As specified in other answers, Python generally doesn't reload a module when encountering a second import statement for it. Instead, it returns its cached version from sys.modules without executing any of its code.
However there are several pitfalls worth noting:
Importing the main module as an ordinary module effectively creates two instances of the same module under different names.
This occurs because during program startup the main module is set up with the name __main__. Thus, when importing it as an ordinary module, Python doesn't detect it in sys.modules and imports it again, but with its proper name the second time around.

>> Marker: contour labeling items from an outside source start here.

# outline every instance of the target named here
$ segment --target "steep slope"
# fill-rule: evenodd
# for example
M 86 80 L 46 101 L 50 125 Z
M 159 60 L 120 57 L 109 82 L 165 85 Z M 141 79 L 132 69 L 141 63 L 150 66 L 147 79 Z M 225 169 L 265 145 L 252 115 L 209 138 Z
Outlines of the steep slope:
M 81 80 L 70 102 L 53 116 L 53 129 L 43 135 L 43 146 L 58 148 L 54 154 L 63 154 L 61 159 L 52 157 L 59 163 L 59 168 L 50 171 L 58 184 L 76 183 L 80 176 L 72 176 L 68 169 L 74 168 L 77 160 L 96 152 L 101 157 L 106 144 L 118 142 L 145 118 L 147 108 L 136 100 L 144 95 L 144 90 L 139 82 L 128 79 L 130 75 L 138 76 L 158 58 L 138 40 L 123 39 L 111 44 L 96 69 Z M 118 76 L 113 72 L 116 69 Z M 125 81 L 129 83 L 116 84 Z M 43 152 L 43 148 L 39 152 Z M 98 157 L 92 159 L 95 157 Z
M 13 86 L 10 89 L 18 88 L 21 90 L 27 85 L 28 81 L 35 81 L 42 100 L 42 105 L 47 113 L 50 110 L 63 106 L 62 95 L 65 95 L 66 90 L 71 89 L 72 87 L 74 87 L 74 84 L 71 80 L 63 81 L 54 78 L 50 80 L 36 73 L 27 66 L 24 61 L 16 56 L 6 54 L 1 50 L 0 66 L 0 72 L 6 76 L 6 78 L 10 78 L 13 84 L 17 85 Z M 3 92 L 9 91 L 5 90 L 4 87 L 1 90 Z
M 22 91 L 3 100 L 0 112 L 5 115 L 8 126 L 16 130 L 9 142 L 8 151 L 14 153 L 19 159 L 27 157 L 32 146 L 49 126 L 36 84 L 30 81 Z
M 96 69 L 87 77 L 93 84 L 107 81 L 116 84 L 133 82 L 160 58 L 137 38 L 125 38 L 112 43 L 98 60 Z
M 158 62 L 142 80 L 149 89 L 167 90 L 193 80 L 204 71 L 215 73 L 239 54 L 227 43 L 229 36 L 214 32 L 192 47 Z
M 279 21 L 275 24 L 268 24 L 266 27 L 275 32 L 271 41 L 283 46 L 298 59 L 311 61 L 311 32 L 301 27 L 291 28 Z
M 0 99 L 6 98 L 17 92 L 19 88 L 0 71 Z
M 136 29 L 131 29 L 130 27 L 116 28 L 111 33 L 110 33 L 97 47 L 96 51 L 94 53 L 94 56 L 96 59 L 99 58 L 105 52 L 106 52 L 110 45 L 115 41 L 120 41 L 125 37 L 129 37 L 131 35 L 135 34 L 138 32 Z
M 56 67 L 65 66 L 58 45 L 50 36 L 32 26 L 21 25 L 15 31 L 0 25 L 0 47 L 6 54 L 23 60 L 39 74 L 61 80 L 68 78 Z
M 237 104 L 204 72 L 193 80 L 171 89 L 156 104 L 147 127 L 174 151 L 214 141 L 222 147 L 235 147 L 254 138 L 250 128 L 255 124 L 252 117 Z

Consider the file /tmp/a.py with the following content:
# /tmp/a.py
import sys
print "%s executing as %s, recognized as %s in sys.modules" % (__file__, __name__, sys.modules[__name__])
import b
Another file /tmp/b.py has a single import statement for a.py (import a).
Executing /tmp/a.py results in the following output:
root#machine:/tmp$ python a.py
a.py executing as __main__, recognized as <module '__main__' from 'a.py'> in sys.modules
/tmp/a.pyc executing as a, recognized as <module 'a' from '/tmp/a.pyc'> in sys.modules
Therefore, it is best to keep the main module fairly minimal and export most of its functionality to an external module, as advised here.
This answer specifies two more possible scenarios:
Slightly different import statements utilizing different entries in sys.path leading to the same module.
Attempting another import of a module after a previous one failed halfway through.